People who use sudo pmset -a 1 to make the MacBook hibernate next time it sleeps (and use almost no power) need to remember to run sudo pmset -a 3 next time they switch on, or the MacBook will hibernate every time the lid’s closed from then on.
But in summary: the software that’s missing from OS X as standard is this: something that tells the system to hibernate now, but doesn’t change the default sleep behaviour — something you click on when you know you’ve leaving the MacBook for a while and you would like it to consume no power in the mean time. The nearest to this that Mac OS X supports is Shut Down… which just isn’t the same.
Alternately, one can just use the SmartSleep Pref Pane.
Well, there is an AppleScript application to manipulate the way your MacBook sleeps (and it also support “hibernate now” feature):
rapidshare.com/files/194063472/Set_Sleep_Mode.zip
But do not use that on Macs with secure virtual memory [so presumably unticking "Use secure virtual memory" in System Preferences->Security->General will do the trick --mcw]
I was under the impression that when secure VM is set and you attempt to set the hibernatemode to an incorrect setting, that it will default to hibernatemode 0.
Actually secure VM is only an issue in a very small number of cases, since it was only in its first implementation that OSX handled SVM and smartsleep badly. To get around this, Apple added hibernatemodes 5 and 7, which are the same as 1 and 3 respectively, but for secure VM. They write an unencrypted VM image, even if you have SVM selected in preferences. If you refuse to update your OS, the script can easily be made to work by adding a few more if/else statements to include hibernatemode 5 and 7. This should not be an issue with updated OSX.v installs, where hibernatemodes 0-3 work just fine with SVM.
Easier still, just use smartsleep pref pane.
[...] light has stopped pulsing – a sign that it’s still writing memory to disk), you can simply pop the battery to terminate hybrid sleep mode and power-off the MacBook. When you power it on again, it will then resume from [...]

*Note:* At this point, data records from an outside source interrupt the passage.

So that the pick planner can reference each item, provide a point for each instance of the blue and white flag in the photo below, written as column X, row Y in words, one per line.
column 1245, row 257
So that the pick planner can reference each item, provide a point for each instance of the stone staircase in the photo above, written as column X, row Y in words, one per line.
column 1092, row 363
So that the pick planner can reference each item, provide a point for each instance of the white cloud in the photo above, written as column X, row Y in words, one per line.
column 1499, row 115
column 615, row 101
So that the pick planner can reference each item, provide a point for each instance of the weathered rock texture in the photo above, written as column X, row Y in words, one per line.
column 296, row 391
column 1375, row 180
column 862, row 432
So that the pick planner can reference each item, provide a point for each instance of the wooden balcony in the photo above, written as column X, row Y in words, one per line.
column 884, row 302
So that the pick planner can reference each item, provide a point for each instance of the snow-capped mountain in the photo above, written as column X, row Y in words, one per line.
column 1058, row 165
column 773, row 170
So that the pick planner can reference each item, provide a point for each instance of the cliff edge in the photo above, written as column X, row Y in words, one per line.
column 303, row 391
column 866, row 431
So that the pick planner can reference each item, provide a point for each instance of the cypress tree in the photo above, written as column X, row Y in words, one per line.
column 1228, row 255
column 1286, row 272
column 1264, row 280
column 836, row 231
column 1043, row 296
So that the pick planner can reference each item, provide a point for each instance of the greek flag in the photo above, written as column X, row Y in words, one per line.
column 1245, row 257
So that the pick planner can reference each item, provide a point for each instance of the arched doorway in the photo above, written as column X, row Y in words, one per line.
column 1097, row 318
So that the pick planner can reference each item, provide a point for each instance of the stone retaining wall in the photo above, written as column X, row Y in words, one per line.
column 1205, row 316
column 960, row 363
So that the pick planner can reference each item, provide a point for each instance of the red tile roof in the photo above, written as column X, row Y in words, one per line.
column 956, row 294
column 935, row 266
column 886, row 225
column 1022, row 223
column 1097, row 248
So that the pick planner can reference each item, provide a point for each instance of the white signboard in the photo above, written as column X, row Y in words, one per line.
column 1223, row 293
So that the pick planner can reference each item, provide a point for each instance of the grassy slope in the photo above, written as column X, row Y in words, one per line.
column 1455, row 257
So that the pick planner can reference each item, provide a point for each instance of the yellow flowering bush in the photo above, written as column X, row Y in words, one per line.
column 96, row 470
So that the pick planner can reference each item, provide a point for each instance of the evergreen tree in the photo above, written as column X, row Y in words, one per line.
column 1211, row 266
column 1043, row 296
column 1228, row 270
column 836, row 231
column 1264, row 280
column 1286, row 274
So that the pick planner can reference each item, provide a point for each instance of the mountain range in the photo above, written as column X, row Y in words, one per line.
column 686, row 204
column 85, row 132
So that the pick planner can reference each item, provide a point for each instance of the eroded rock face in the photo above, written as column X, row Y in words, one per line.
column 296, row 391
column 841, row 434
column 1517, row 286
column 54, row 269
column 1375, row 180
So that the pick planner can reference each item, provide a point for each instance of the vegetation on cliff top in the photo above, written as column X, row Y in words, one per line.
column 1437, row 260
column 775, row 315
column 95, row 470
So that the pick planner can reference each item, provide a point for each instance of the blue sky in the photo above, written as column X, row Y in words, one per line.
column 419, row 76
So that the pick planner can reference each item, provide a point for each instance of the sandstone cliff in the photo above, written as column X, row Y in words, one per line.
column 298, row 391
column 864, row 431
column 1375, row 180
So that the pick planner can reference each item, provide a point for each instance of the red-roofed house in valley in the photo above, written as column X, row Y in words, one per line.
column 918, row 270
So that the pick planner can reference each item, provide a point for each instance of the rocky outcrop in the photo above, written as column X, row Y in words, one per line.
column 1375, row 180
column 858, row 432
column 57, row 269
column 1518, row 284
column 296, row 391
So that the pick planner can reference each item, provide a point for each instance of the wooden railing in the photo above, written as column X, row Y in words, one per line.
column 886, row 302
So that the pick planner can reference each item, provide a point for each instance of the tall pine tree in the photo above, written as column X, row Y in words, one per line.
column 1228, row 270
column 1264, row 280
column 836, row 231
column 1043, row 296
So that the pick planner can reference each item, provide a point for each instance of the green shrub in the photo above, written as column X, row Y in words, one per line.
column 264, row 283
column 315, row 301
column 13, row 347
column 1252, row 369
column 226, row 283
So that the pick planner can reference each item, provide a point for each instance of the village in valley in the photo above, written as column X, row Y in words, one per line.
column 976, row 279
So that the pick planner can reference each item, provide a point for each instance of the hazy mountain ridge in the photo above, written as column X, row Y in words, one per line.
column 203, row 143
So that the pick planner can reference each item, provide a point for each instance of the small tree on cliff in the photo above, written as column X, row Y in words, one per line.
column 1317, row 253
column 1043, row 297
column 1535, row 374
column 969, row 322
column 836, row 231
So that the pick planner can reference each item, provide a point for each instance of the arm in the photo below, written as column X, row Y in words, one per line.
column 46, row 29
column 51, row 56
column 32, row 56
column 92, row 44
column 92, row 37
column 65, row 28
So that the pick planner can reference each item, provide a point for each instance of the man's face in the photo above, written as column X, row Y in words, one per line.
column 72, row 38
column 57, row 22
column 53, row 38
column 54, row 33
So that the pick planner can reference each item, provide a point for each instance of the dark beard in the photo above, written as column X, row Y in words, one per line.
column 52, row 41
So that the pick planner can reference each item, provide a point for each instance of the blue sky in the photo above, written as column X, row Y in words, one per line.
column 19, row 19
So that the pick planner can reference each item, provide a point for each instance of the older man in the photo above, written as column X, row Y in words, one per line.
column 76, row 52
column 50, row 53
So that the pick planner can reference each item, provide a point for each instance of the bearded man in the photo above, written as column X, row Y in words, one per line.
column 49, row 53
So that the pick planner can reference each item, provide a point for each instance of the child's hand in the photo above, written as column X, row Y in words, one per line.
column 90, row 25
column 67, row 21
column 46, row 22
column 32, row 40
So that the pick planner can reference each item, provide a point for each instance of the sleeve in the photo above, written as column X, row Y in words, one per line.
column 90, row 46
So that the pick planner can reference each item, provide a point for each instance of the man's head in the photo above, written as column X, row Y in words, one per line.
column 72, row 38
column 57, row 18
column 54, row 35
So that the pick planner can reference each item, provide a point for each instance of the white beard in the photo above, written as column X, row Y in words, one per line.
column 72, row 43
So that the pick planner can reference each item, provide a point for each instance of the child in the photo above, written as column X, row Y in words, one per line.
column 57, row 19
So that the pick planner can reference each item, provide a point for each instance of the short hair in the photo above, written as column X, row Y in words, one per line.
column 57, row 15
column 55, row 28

I find that when I have my MacBook set to enter deep sleep, it never comes out of it correctly. The machine always crashes.
On a related note, the MacBook’s started waking itself up for apparently no reason too
Oli: that could be because you have “Use secure virtual memory” turned on in System Preferences->Security->General? If you have, try turning it off and see if that fixes things?
I can’t help with the problem of it waking itself up though — unless something’s squeezing the MacBook enough to press a key?